身心疲惫的段何回到家直奔柔软的床铺,浑身瘫软的趴在床,下颌垫在软绵绵的枕头上,发出一声喟叹。
舒服。
感觉全身都放松了。
就这样静静地躺了几分钟,手机“ 叮”的响起,段何动了动手指点开屏幕,百无聊赖的目光在触及到李笺转账的六万块钱,瞬间从床上坐直了。
一改之前的疲惫不堪。
顺便还抽空找了个正当理由向酒吧经理提出辞职,收获了工资。
结束了短暂的牛马的打工之旅。
段何搬家要带的行李不多,基本都是些衣服,花费了不到十多分钟整理完毕。
余下的时间就是对着一屋子的照片皱起了眉头,极其随便地挑了张顺眼的照片撕下,塞在行李箱的夹层里。
段何拍了拍手心不存在的灰,心满意足道:“完毕。”
【墙上的照片不收起来带走?】系统不解地问。
【带着这一堆罪证住进李先生家,就好比拿着个大喇叭怼到他的耳边大声宣告,】段何装腔作势的掐着嗓子,【我觊觎你的侄子很久了。】
【我有病啊?】
系统:【那这些照片你打算怎么处理?】
段何惆怅地望着天花板,仿佛历经了世间的磨难看开了一般,【房子继续租着呗,还能扔不成?】
*
第二天如约而至,天空经过前一天雨水的清洗晴空万里,吹来的风缱绻地裹着太阳晒出来的暖意。
事宜搬家。
为了防止李先生看到摆满一屋子统称为罪证的物品,段何提前了半小时到楼下,蹲在门口的一棵茂密的榕树下。
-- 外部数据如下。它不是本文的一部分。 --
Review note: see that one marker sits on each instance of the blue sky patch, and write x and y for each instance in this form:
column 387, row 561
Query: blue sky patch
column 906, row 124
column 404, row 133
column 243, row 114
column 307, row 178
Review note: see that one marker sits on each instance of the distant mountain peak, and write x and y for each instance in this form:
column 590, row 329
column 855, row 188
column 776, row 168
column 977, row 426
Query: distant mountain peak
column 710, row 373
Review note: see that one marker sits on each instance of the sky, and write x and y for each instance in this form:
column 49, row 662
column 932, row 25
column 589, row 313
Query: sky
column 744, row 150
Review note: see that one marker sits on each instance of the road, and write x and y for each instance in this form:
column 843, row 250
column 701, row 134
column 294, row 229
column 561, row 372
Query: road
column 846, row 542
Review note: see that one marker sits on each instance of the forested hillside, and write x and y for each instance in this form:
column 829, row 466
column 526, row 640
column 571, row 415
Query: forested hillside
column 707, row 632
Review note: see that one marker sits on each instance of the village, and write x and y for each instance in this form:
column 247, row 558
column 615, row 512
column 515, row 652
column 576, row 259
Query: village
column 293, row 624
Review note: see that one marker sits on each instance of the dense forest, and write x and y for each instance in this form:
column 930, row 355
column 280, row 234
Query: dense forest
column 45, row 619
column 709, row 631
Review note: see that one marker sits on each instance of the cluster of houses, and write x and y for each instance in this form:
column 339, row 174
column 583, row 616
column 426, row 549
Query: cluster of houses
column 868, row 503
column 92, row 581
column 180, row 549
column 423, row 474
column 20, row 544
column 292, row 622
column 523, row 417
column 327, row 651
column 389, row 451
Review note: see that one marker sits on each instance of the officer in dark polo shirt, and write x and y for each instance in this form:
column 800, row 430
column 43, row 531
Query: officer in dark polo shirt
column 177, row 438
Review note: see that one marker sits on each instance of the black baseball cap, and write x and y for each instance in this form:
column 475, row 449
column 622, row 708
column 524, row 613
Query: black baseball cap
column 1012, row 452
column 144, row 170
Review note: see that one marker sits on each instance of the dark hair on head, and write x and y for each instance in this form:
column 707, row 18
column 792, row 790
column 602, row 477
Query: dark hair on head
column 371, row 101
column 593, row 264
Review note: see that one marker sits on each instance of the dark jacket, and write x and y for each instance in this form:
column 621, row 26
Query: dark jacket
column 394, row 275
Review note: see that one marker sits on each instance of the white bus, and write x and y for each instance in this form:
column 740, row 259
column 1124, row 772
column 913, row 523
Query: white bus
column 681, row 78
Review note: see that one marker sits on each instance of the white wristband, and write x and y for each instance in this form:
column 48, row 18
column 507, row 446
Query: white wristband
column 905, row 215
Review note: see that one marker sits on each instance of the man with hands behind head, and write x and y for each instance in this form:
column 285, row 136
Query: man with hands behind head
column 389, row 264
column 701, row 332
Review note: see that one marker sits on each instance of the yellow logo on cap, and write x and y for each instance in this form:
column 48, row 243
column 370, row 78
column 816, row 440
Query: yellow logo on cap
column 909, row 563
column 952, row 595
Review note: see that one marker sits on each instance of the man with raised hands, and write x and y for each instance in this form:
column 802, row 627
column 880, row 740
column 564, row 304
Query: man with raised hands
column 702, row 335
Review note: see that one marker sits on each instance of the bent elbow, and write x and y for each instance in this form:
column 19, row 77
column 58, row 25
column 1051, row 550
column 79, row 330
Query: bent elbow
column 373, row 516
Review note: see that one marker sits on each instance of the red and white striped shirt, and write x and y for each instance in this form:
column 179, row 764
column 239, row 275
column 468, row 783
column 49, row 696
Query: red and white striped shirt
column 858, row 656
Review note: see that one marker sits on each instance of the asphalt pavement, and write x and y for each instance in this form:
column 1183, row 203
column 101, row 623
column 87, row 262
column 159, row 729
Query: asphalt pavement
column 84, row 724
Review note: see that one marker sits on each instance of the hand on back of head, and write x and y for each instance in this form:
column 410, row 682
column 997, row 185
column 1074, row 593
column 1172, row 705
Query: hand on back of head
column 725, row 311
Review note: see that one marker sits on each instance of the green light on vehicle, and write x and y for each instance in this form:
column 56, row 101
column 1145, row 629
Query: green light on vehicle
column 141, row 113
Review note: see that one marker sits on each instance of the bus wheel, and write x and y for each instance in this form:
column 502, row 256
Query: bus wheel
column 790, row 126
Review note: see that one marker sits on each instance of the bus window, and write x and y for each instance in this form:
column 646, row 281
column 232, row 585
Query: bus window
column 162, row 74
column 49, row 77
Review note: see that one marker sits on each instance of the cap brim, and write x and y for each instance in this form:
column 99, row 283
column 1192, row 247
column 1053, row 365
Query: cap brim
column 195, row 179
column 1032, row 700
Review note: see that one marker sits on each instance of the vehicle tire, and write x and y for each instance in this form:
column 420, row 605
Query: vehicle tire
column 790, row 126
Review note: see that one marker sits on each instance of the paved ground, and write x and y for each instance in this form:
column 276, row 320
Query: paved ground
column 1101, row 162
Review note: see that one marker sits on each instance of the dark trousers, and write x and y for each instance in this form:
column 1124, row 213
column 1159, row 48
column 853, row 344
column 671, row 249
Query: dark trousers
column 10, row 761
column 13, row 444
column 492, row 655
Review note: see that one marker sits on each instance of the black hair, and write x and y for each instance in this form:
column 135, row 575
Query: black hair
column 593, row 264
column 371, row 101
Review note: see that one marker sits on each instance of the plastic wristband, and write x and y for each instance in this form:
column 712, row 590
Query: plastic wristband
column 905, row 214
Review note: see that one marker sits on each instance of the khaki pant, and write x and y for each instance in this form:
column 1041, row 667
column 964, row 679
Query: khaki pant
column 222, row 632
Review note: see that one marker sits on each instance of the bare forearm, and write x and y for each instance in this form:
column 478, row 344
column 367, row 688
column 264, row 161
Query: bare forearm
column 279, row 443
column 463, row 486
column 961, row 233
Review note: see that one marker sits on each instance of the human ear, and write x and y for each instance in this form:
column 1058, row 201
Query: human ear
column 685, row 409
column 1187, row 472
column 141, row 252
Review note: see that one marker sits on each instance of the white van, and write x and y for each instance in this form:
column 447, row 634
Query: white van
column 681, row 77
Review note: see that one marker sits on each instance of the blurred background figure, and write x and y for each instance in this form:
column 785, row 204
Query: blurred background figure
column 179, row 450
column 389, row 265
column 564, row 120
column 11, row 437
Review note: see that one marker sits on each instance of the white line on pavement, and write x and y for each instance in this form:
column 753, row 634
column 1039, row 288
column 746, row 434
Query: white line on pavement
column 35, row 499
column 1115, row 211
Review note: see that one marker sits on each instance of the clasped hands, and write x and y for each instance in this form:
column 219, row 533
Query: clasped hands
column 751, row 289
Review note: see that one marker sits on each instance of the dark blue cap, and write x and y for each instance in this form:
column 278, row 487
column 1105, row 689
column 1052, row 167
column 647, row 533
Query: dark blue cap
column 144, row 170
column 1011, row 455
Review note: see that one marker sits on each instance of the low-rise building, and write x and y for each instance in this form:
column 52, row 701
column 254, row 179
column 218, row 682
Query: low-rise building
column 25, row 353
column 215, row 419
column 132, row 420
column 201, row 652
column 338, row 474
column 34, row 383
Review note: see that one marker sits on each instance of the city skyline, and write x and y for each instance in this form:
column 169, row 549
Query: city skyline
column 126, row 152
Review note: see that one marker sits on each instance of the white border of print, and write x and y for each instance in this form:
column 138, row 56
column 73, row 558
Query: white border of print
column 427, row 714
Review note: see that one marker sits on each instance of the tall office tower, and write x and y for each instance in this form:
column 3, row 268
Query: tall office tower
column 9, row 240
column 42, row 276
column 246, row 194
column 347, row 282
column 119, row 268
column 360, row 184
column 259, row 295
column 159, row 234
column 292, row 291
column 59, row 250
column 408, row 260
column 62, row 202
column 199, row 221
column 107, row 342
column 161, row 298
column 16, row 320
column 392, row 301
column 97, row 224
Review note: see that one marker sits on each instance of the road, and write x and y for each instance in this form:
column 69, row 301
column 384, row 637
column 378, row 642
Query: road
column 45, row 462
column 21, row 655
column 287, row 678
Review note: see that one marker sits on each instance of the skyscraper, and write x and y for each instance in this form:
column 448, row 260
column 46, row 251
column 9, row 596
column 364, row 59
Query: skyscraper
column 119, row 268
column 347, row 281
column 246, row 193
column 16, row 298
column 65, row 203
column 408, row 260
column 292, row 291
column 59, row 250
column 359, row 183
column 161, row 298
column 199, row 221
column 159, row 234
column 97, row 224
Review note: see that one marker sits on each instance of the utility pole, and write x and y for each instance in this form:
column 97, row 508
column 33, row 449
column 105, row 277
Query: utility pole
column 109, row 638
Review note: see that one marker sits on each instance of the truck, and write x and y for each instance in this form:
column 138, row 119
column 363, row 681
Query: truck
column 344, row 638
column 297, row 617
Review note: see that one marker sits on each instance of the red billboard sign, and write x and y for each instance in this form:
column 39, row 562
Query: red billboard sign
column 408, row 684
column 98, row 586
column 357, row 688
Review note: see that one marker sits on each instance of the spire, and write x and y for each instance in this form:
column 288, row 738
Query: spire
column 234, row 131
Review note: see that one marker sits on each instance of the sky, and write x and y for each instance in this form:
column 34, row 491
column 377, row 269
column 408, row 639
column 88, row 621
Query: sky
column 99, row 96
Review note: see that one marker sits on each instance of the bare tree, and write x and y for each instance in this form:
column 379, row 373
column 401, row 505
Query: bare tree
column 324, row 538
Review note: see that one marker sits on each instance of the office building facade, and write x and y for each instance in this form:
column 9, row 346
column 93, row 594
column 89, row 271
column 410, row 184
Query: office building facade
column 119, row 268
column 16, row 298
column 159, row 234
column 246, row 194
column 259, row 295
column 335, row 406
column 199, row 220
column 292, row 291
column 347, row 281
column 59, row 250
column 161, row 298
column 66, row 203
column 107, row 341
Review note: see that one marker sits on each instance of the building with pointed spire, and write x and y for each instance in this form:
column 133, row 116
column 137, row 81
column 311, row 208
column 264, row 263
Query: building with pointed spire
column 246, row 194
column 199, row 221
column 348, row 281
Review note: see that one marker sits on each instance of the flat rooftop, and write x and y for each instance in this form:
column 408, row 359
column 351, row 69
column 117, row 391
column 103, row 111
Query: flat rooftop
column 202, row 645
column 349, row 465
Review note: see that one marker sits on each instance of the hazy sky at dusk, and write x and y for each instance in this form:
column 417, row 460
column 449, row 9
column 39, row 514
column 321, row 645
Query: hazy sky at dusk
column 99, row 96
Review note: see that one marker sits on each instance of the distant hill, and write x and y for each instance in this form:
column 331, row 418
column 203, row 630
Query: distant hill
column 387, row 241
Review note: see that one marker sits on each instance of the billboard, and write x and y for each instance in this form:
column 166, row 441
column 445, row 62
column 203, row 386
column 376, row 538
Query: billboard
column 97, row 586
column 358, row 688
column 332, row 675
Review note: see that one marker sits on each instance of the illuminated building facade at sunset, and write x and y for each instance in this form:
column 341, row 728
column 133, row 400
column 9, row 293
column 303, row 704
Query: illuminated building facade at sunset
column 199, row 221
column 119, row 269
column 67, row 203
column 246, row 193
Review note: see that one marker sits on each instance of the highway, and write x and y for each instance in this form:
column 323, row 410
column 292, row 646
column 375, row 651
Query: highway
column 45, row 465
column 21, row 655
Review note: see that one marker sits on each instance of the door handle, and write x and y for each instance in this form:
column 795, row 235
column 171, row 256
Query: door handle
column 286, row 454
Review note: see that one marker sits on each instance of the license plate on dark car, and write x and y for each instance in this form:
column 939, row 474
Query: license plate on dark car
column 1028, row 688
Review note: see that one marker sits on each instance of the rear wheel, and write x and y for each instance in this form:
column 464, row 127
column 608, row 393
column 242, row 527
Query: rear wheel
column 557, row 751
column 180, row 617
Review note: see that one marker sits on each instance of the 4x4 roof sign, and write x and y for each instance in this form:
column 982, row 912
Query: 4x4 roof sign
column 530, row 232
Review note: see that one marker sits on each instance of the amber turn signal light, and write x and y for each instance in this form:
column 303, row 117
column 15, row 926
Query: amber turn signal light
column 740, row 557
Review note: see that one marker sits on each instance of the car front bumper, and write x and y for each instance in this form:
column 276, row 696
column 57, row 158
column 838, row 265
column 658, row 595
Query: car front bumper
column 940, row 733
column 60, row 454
时间还未走到十分钟,一辆银灰色的SUV停靠在了段何的眼前。
李笺下车俯视着蹲在地上无聊数着蚂蚁的段何,伸手拉过他的行李箱,轻轻按压了下他头顶微微翘起的呆毛。
“看蚂蚁的小朋友,该走了。”
富有童趣的称呼听得段何虎躯一震,神色莫名。
他该不会把我当成儿子养了吧?
李笺见段何蹲许久还不起身,下意识的以为是蹲太久蹲麻了,干脆利落的一手揪住段何的后衣领。
轻轻松松的把人提了起来。
还没反应过来,就被提起来的段何:“???”
李笺暗自掂量了一下段何的体重,意料之中的轻飘飘,浑身上下一点肉都没有,合该养一养。
把缺失的营养补足了。
捕捉到李笺愈发怜爱的神情,段何微微蹙着眉。
他该不会真把我当作儿子养了吧?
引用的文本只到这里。